Saudaraku, berikut kami nukilkan beberapa sebab dan
sarana pengobatan yang sangat bermanfaat bagi berbagai penyakit hati, sekaligus
penyembuh yang sangat ampuh untuk menghilangkan kegoncangan jiwa. Semoga kita
bisa mengamalkannya secara jujur dan penuh keikhlasan sehingga kita bisa
mendapatkan manfaat darinya berupa kebahagiaan hidup dan ketenangan hati.
Aamiin..
1. Mengikuti petunjuk, memurnikan tauhid, dan
mengikhlaskan ibadah hanya kepada Allah saja, sebagaimana kesesatan dan syirik
itu merupakan faktor terbesar bagi sempitnya dada.
2. Menjaga iman yang Allah sematkan ke dalam hati
hamba-hamba-Nya dan juga amal shalih yang dilakukan seseorang.
3. Mencari ilmu syar’i yag bermanfaat. Setiap ilmu
syar’i seseorang bertambah luas, maka akan semakin lapang pula hatinya.
4. Bertaubat dan kembali melakukan ketaatan kepada
Allah yang Maha Suci, mencintai-Nya dengan sepenuh hati, serta menghadapkan
diri kepada-Nya dan menikmati ibadah kepada-Nya.
5. Terus menerus berdzikir kepada-Nya dalam segala
kondisi dan tempat. Sebab dzikir mempunyai pengaruh yang sangat menakjubkan
dalam melapangkan dan meluaskan dada, menenangkan hati, serta menghilangkan
kebimbangan dan kedukaan.
6. Berbuat baik kepada sesama makhluk sebisa mungkin.
Sebab, seseorang yang murah hati lagi baik adalah manusia yang paling lapang
dadanya, paling baik jiwanya dan paling bahagia hatinya.
7. Mengeluarkan berbagai kotoran hati dari berbagai
sifat tercela yang menyebabkan hatinya menjadi sempit dan tersiksa, seperti
dengki, kebencian, iri, permusuhan, dan kedhaliman.

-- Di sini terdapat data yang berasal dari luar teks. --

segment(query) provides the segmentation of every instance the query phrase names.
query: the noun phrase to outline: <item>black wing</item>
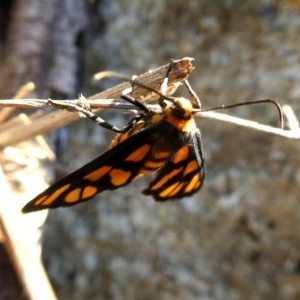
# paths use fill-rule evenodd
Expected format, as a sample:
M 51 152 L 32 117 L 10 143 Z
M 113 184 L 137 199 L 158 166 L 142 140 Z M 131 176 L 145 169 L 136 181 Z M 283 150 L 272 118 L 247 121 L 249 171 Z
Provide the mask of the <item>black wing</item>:
M 179 199 L 198 191 L 205 178 L 201 134 L 198 128 L 191 133 L 191 141 L 183 146 L 160 169 L 144 194 L 157 201 Z

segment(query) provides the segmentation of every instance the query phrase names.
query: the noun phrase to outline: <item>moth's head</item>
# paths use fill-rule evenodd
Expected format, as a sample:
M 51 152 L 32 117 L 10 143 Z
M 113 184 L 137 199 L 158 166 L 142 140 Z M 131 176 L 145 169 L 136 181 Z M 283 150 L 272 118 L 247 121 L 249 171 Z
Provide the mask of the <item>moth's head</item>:
M 165 100 L 168 104 L 165 107 L 165 114 L 172 115 L 180 119 L 190 119 L 192 117 L 193 105 L 189 99 L 179 97 Z

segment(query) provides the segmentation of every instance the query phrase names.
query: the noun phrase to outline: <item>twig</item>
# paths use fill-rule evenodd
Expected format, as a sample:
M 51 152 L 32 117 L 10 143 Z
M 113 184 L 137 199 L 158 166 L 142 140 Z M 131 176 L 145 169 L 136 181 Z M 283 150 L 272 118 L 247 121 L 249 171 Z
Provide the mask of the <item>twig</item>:
M 17 91 L 17 93 L 14 95 L 13 98 L 24 98 L 34 89 L 35 89 L 34 83 L 28 82 L 20 87 L 20 89 Z M 17 108 L 16 105 L 14 105 L 13 107 L 11 105 L 6 105 L 6 106 L 7 107 L 5 107 L 0 111 L 0 123 L 6 120 L 9 117 L 9 115 Z
M 19 278 L 32 300 L 57 299 L 51 287 L 40 256 L 37 255 L 34 241 L 33 224 L 46 214 L 26 218 L 16 204 L 16 198 L 10 192 L 5 175 L 0 167 L 0 229 L 4 234 L 4 243 Z
M 6 100 L 5 100 L 6 101 Z M 45 99 L 23 99 L 23 100 L 16 100 L 13 99 L 11 100 L 12 102 L 20 103 L 22 102 L 22 105 L 24 107 L 43 107 L 43 106 L 52 106 L 52 107 L 60 107 L 60 108 L 65 108 L 69 111 L 77 112 L 79 111 L 78 109 L 78 103 L 79 100 L 45 100 Z M 136 106 L 124 101 L 124 100 L 116 100 L 116 99 L 98 99 L 98 100 L 86 100 L 87 104 L 91 108 L 113 108 L 113 109 L 125 109 L 125 110 L 136 110 Z M 1 103 L 1 100 L 0 100 Z M 160 107 L 158 105 L 151 105 L 148 104 L 149 108 L 152 110 L 159 111 Z M 288 112 L 288 113 L 287 113 Z M 293 127 L 291 127 L 291 130 L 282 130 L 280 128 L 264 125 L 257 123 L 255 121 L 250 121 L 246 119 L 241 119 L 238 117 L 230 116 L 227 114 L 223 113 L 216 113 L 216 112 L 211 112 L 211 111 L 203 111 L 203 112 L 197 112 L 197 116 L 201 116 L 203 118 L 209 118 L 209 119 L 214 119 L 214 120 L 219 120 L 223 122 L 228 122 L 232 124 L 236 124 L 239 126 L 244 126 L 244 127 L 249 127 L 251 129 L 259 130 L 259 131 L 264 131 L 267 133 L 273 133 L 277 134 L 280 136 L 284 136 L 287 138 L 293 138 L 293 139 L 298 139 L 300 138 L 300 130 L 299 126 L 297 127 L 295 124 L 297 124 L 297 119 L 295 114 L 291 113 L 292 110 L 291 108 L 287 110 L 287 108 L 284 108 L 284 113 L 289 116 L 289 123 L 294 124 Z M 291 117 L 293 116 L 293 118 Z M 292 119 L 292 120 L 291 120 Z M 299 124 L 299 122 L 298 122 Z M 1 142 L 0 142 L 1 144 Z
M 169 76 L 169 89 L 168 93 L 173 93 L 178 84 L 186 79 L 193 71 L 192 58 L 185 57 L 172 62 L 172 70 Z M 169 64 L 164 65 L 158 69 L 150 70 L 137 77 L 138 82 L 151 87 L 152 89 L 159 90 L 159 87 L 164 79 L 166 70 L 169 68 Z M 101 93 L 98 93 L 89 100 L 94 99 L 115 99 L 120 97 L 122 91 L 131 86 L 130 82 L 123 82 L 115 87 L 107 89 Z M 136 86 L 133 92 L 130 94 L 134 98 L 138 98 L 143 102 L 152 101 L 157 99 L 157 95 L 153 92 L 149 92 L 145 88 Z M 21 103 L 20 103 L 21 105 Z M 78 114 L 70 114 L 67 111 L 56 111 L 49 113 L 45 116 L 38 117 L 32 120 L 31 125 L 24 125 L 22 123 L 7 130 L 0 128 L 0 148 L 19 143 L 27 140 L 37 134 L 43 134 L 50 130 L 65 126 L 71 122 L 79 119 Z
M 281 129 L 281 128 L 260 124 L 260 123 L 255 122 L 255 121 L 241 119 L 241 118 L 229 116 L 229 115 L 226 115 L 226 114 L 216 113 L 216 112 L 213 112 L 213 111 L 199 112 L 199 113 L 197 113 L 197 115 L 201 116 L 203 118 L 219 120 L 219 121 L 232 123 L 232 124 L 235 124 L 235 125 L 244 126 L 244 127 L 248 127 L 248 128 L 251 128 L 251 129 L 263 131 L 263 132 L 266 132 L 266 133 L 272 133 L 272 134 L 284 136 L 286 138 L 291 138 L 291 139 L 299 139 L 300 138 L 300 130 L 298 130 L 298 131 L 284 130 L 284 129 Z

Dalam sebuah hadits disebutkan bahwa Rasulullah shalallahu’alaihi wasalam pernah ditanya tentang
sebaik-baik manusia, maka beliaupun menjawab, “Setiap orang yang bersih hatinya
dan selalu benar atau jujur lisannya.” Kemudian mereka para sahabat berkata,
mengenai jujur atau benar lisannya,kami sudah mengetahuinya, tetapi apakah yang
dimaksud dengan orang yang bersih hatinya ?” Beliau menjawab, “yaitu seseorang
yang bertakwa dan bersih, yang tidak terdapat dosa pada dirinya, tidak dholim,
tidak iri, dan juga tidak dengki.” [1]
8. Keberanian dalam membela kebenaran. Orang yang
berani mempunyai dada yang lebih lapang dan hati yang lebih luas.
9. Meninggalkan sesuatu yang berlebihan dalam
memandang, berbicara, mendengar, bergaul, makan, dan tidur. Meninggalkan hal
itu semua merupakan salah satu faktor yang dapat melapangkan dada, menyenangkan
hati, dan menghilangkan keduakaan dan kesedihan.

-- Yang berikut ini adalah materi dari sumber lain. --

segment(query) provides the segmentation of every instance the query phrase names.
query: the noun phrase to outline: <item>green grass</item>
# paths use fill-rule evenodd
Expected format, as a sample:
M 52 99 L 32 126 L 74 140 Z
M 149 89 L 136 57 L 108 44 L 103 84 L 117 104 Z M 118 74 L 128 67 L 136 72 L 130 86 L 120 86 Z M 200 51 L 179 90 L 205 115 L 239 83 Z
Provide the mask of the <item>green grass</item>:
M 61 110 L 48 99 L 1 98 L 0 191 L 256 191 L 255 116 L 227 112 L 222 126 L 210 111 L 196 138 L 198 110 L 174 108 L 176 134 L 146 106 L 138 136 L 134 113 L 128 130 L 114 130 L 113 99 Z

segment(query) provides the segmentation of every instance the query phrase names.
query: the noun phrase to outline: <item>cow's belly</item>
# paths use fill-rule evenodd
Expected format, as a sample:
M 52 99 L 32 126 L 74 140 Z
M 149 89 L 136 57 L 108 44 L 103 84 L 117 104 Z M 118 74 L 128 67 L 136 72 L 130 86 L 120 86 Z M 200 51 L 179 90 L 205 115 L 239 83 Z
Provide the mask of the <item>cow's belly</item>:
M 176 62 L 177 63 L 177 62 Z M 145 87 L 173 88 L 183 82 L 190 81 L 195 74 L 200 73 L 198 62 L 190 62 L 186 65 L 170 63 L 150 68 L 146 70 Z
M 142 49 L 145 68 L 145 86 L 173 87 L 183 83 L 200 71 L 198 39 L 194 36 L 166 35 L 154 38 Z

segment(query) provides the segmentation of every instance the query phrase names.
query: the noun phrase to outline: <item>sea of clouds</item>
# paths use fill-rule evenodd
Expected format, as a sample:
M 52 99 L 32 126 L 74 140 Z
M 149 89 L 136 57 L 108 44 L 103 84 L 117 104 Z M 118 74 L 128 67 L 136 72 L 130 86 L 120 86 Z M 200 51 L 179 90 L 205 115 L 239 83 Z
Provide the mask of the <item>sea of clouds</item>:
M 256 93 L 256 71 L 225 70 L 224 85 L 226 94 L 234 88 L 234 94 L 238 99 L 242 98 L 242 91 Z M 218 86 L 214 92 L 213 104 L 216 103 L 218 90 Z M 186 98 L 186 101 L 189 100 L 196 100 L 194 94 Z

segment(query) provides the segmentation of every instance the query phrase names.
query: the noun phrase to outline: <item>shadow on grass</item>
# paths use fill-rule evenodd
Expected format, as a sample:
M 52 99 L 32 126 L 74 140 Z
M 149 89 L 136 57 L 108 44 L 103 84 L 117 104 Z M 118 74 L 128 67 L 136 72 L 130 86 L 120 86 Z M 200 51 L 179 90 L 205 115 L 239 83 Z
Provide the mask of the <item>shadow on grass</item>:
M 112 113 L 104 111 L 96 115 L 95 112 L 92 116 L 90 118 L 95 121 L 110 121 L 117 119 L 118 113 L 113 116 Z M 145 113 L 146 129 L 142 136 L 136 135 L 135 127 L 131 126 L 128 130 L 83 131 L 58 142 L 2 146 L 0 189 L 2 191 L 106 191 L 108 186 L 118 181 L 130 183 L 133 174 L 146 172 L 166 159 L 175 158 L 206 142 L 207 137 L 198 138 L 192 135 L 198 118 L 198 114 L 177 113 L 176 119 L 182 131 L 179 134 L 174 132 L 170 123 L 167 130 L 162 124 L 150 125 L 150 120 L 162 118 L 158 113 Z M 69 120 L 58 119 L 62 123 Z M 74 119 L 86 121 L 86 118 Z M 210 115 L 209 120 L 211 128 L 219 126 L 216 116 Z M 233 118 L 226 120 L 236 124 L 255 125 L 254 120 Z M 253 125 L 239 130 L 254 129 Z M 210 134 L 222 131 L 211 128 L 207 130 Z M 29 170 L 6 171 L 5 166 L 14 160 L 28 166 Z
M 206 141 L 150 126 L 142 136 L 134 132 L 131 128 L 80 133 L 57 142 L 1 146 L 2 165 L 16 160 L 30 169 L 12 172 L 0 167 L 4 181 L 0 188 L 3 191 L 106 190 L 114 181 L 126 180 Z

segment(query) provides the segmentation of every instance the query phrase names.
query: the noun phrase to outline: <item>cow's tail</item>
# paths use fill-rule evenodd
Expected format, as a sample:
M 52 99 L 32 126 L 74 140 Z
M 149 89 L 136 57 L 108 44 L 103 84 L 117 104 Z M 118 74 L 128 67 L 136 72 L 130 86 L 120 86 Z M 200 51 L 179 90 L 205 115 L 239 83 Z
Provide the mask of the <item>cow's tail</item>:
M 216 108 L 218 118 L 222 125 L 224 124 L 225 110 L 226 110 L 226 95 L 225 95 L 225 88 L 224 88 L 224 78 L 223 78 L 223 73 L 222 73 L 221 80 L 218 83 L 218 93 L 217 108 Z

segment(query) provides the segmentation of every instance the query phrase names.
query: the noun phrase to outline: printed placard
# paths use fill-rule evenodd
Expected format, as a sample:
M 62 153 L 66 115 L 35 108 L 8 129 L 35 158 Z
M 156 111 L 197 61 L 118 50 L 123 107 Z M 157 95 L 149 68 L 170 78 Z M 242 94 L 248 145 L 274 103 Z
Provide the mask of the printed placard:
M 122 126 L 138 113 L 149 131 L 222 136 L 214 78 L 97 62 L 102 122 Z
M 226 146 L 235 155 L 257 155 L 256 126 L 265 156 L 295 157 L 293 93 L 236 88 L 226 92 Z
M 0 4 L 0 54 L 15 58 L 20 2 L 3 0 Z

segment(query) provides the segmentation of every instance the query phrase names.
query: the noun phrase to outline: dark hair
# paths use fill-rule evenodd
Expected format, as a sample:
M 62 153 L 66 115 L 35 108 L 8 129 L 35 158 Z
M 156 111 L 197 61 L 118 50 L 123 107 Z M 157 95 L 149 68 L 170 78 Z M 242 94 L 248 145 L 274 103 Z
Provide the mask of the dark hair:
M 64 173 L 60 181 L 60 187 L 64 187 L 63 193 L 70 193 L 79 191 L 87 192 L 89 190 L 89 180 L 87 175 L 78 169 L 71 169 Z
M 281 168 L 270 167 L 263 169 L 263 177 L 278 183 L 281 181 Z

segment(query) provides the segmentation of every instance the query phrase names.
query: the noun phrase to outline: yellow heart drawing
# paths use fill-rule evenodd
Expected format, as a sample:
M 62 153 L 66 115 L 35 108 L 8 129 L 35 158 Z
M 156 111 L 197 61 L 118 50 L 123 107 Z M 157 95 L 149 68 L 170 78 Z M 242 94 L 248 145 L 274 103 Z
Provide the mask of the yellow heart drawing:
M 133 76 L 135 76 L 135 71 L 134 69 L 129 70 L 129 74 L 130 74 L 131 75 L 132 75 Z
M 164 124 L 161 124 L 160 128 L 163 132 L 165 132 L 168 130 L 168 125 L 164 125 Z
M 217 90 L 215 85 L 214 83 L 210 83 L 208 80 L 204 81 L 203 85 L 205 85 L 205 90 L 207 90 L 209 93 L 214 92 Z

10. Menyibukkan diri dengan amal atau ilmu syar’i yang
bemanfaat karena hal tersebut dapat menghindarkan hati dari hal-hal yang
menimbulkan keraguan hati.
11. Memperhatikan kegiatan hari ini dan tidak perlu
khawatir terhadap masa yang akan datang serta tidak sedih terhadap keadaan yang
terjadi pada masa-masa lalu. Seorang hamba harus selalu berusaha dengan sungguh-sungguh
dalam hal-hal yang bermanfaat baginya, baik dalam hal agama maupun dunia. Juga
memohon kesuksesan kepada Rabb-Nya dalam mencapai maksud dan tujuan serta
memohon agar Dia membantunya dalam mencapai tujuan tersebut. Ini akan dapat
menghibur dari keduakaan dan kesedihan.
12. Melihat kepada orang yang ada di bawah dan jangan
melihat kepada orang yang ada di atas dalam ‘afiat (kesehatan dan keselamatan)
dan rizki serta kenikmatan dunia lainnya.
13. Melupakan hal-hal tidak menyenangkan yang telah
terjadi pada masa lalu, sehingga tidak larut memikirkannya.
14. Jika tertimpa musibah maka hendaknya berusaha
meringankan agar dampak buruknya bisa dihindari, serta berusaha keras untuk
mencegahnya sesuai dengan kemampuannya.
15. Menjaga kekuatan hati, tidak mudah tergoda serta
tidak terpengaruh angan-angan yang ditimbulkan oleh pemikiran-pemikiran buruk,
menahan marah, serta tidak mengkhawatirkan hilangnya hal-hal yang disukai.
Tetapi menyerahkan semuanya hanya kepada Allah dengan melakukan hal-hal yang
bermanfaat, serta memohon ampunan dan afiat kepada Allah.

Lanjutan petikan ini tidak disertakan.